Shortly after hearing that her father is dead, and the manner in which he died, however, Eleanor’s hysteria transforms itself from the “terrible bursts of grief – grief that was loud and passionate in proportion to the impulsive vehemence of Eleanor Vane’s character” (I, 113), into a rigid obsession with revenge:
“Tell me the truth,” she cried vehemently, “did my father kill himself?” “
It is feared that he did, Eleanor.”
The pale face grew a shade white, and the trembling frame became suddenly rigid. […]
“Sooner or later [says Eleanor] I swear to be revenged upon [Launcelot] for my father’s cruel death.”
“Eleanor, Eleanor!” cried the Signora: “is this womanly? Is this Christian-like?”
The girl turned upon her. There was almost a supernatural light, now, in the dilated grey eyes. […] She looked, in her desperate resolution and virginal beauty, like some young martyr in the middle ages waiting to be led to the rack.
“I don’t know whether it is womanly or Christian-like,” she said, “but I know that it is henceforward the purpose of my life, and that it is stronger than myself.” (Braddon Eleanor’s Victory, I, 117, 123)
Eleanor’s mental condition here demonstrates all the monomaniacal and excessive characteristics of the mid-nineteenth century’s medical descriptions of hysteria.
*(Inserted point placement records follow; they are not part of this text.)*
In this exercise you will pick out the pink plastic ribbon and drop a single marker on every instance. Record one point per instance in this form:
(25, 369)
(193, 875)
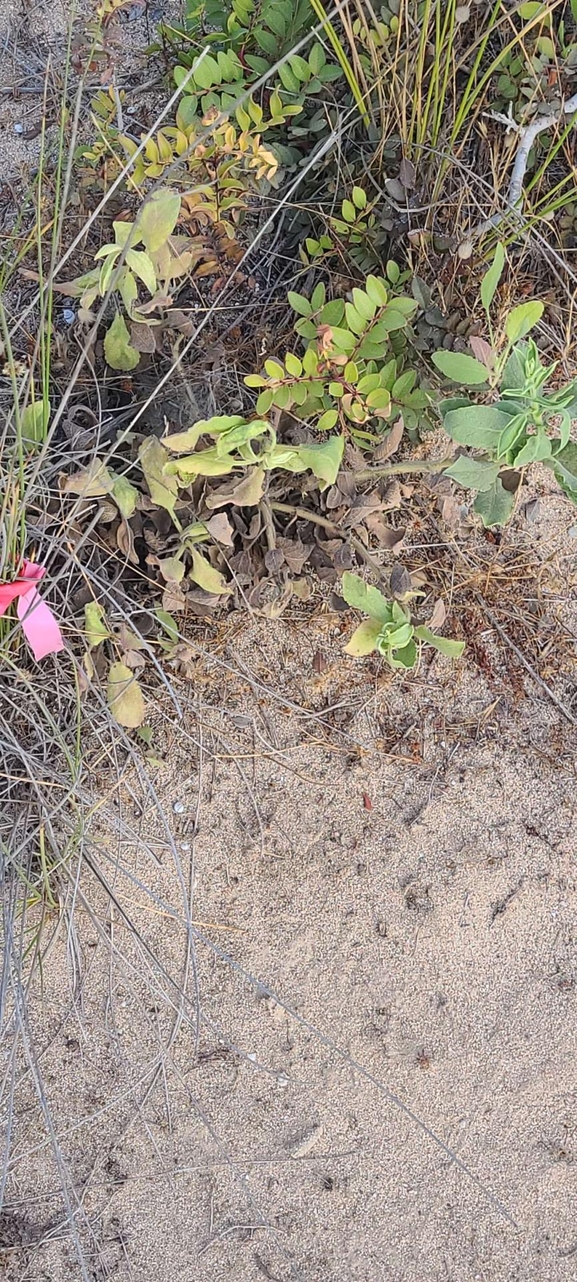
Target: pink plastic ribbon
(37, 621)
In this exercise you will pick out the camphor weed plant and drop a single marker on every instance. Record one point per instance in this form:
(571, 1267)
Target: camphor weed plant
(389, 628)
(523, 423)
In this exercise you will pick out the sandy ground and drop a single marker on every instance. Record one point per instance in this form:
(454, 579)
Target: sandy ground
(357, 1062)
(381, 1081)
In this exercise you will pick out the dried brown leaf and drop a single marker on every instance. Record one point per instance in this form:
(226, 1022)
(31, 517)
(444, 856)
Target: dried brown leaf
(391, 441)
(219, 527)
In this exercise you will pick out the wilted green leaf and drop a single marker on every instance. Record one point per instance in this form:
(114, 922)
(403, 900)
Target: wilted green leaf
(325, 458)
(245, 492)
(460, 368)
(205, 576)
(491, 278)
(168, 623)
(158, 218)
(141, 266)
(180, 442)
(126, 495)
(366, 598)
(172, 569)
(95, 627)
(404, 658)
(494, 505)
(364, 639)
(125, 696)
(522, 319)
(163, 489)
(451, 649)
(473, 473)
(118, 349)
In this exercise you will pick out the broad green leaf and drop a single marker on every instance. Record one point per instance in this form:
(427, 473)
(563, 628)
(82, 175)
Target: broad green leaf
(141, 266)
(327, 421)
(480, 426)
(494, 505)
(294, 366)
(325, 458)
(168, 623)
(491, 278)
(125, 696)
(158, 218)
(366, 598)
(172, 569)
(125, 494)
(163, 489)
(299, 303)
(118, 350)
(460, 368)
(564, 466)
(203, 463)
(522, 319)
(451, 649)
(364, 639)
(473, 473)
(125, 233)
(95, 627)
(363, 305)
(208, 73)
(377, 290)
(205, 576)
(513, 373)
(245, 492)
(404, 658)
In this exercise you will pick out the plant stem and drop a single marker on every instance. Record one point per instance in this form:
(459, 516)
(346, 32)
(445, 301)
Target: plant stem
(394, 469)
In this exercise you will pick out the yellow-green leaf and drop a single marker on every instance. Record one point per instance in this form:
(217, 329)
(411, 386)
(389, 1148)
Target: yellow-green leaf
(95, 627)
(125, 696)
(364, 639)
(163, 489)
(205, 576)
(126, 495)
(118, 349)
(158, 218)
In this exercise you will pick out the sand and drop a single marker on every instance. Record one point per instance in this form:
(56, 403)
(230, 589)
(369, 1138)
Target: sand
(357, 1064)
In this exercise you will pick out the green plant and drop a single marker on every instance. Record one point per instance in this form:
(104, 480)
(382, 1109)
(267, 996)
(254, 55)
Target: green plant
(525, 424)
(353, 369)
(237, 446)
(245, 41)
(389, 628)
(163, 260)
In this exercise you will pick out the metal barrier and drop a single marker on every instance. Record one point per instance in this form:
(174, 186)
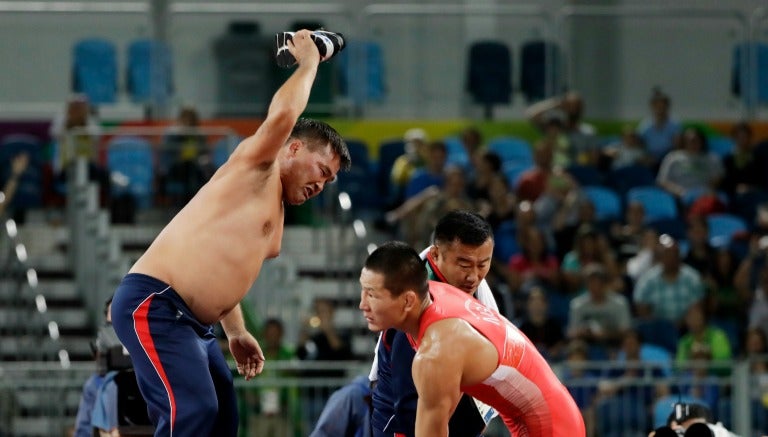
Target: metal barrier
(41, 398)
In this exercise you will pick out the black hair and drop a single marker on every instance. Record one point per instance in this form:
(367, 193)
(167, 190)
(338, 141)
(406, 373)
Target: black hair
(401, 267)
(317, 134)
(493, 160)
(465, 226)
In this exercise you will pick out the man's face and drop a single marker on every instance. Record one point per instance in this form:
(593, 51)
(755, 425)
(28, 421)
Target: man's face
(305, 171)
(463, 266)
(380, 308)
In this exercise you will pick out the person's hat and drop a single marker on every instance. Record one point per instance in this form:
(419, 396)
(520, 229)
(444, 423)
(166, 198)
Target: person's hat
(415, 134)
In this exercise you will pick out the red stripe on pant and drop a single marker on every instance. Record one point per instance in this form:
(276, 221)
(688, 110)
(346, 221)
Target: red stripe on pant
(145, 339)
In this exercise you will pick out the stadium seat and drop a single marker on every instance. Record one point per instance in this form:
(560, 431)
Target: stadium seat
(489, 74)
(625, 178)
(658, 203)
(511, 149)
(130, 161)
(358, 152)
(585, 174)
(505, 237)
(606, 202)
(457, 154)
(149, 71)
(722, 228)
(29, 191)
(94, 70)
(720, 146)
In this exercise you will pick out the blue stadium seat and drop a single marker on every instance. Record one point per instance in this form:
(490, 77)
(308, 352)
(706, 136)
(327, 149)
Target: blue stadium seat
(489, 74)
(625, 178)
(94, 70)
(149, 71)
(722, 228)
(29, 189)
(513, 170)
(457, 154)
(359, 153)
(511, 149)
(658, 203)
(607, 202)
(130, 161)
(720, 146)
(505, 237)
(585, 174)
(389, 151)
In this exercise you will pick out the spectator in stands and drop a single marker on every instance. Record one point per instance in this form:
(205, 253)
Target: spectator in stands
(404, 166)
(432, 173)
(742, 172)
(627, 238)
(659, 131)
(582, 145)
(589, 247)
(501, 202)
(723, 300)
(646, 256)
(98, 389)
(543, 330)
(535, 265)
(488, 168)
(628, 150)
(668, 290)
(700, 254)
(544, 179)
(275, 405)
(600, 316)
(419, 214)
(702, 338)
(692, 169)
(347, 412)
(76, 132)
(190, 166)
(321, 341)
(18, 167)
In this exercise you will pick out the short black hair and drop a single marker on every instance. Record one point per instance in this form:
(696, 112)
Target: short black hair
(317, 134)
(466, 226)
(401, 267)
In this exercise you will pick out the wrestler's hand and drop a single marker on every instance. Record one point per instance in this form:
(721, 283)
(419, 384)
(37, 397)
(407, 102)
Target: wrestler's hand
(248, 355)
(303, 48)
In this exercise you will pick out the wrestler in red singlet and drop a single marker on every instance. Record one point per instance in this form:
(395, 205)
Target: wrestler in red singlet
(523, 388)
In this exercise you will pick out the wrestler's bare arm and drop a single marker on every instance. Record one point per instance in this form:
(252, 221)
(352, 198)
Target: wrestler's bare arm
(287, 104)
(437, 371)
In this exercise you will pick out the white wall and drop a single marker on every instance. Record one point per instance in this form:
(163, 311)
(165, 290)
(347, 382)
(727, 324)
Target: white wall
(613, 61)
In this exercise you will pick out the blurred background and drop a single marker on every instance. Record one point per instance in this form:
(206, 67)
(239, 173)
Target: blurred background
(618, 149)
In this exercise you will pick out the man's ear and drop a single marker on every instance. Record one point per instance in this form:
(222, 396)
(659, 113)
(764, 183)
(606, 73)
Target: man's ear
(434, 252)
(411, 300)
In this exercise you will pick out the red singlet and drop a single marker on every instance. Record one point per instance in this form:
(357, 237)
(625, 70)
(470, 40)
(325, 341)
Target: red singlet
(523, 389)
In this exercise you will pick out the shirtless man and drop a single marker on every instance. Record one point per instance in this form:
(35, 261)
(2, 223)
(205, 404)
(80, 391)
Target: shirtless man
(206, 259)
(463, 346)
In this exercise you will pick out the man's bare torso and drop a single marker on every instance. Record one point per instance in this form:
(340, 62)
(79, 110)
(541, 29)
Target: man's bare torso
(213, 250)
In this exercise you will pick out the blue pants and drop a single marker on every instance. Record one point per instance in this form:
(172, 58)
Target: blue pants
(179, 366)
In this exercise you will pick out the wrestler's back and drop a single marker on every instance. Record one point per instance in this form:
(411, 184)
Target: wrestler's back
(212, 251)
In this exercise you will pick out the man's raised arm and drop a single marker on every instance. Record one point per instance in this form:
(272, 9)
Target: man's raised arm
(287, 104)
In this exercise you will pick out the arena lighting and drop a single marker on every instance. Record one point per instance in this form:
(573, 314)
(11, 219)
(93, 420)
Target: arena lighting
(359, 227)
(32, 278)
(345, 201)
(53, 330)
(21, 252)
(10, 228)
(42, 307)
(64, 359)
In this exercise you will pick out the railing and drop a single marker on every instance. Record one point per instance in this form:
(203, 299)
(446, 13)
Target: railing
(612, 402)
(425, 59)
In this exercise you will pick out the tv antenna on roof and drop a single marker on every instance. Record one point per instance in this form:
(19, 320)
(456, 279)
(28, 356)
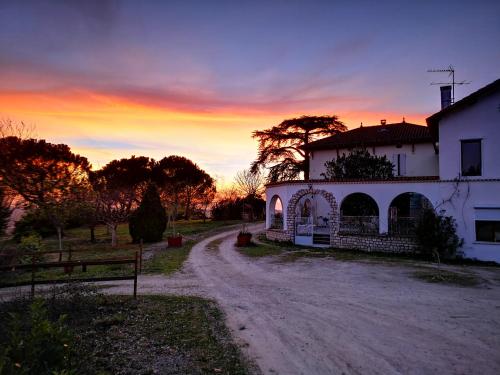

Her uncontrollable sobbing, choking sensations and trembling continue throughout the novel but are henceforth combined, and not unrelated to, a “desperate resolution” that is “stronger,” as Eleanor admits, “than myself.” Lyn Pykett (84) has observed how, “it is Eleanor’s own deliberate concealments which sustain – and provide the necessary complications for – the narrative trajectory.” Indeed, following the murderous exploits of Lady Audley and the passions of Aurora Floyd, Braddon’s readers would scarcely have been satisfied with the story of a heroine whose actions remain within the realms of rationality or the usual round of dull, domestic duties. Expanding on Pykett’s argument, I argue that the rendering of Eleanor Vane as hysterical, or – perhaps more accurately – hysteromaniacal, equips Braddon with the melodramatic means to drive her novel onward at a feverish pace and to develop her hallmark sensational style. It is unlikely to be coincidental, therefore, that the key scenes in Eleanor’s revenge scheme are also her most hysterical. In one such episode, she and her confidant, Richard Thornton, scour through the sketchbook of Launcelot Darrell for clues of his instrumentality in the death of George Vane. Richard, himself an artist, believes that “whatever falsehoods [Launcelot] may impose upon his fellow-men, his sketch-book will tell the truth” (II, 35). He is not mistaken as the search uncovers a sketch of the card game in which George lost the money for his daughter’s education. The discovery triggers the following reaction from Eleanor:
Eleanor stood behind [Richard], erect and statuesque, with her hand grasping the back of his chair, a pale Nemesis bent on revenge and destruction. […] Looking round at the pale young face, Richard saw how terrible was the struggle in the girl’s breast, and how likely she was at any moment to betray herself.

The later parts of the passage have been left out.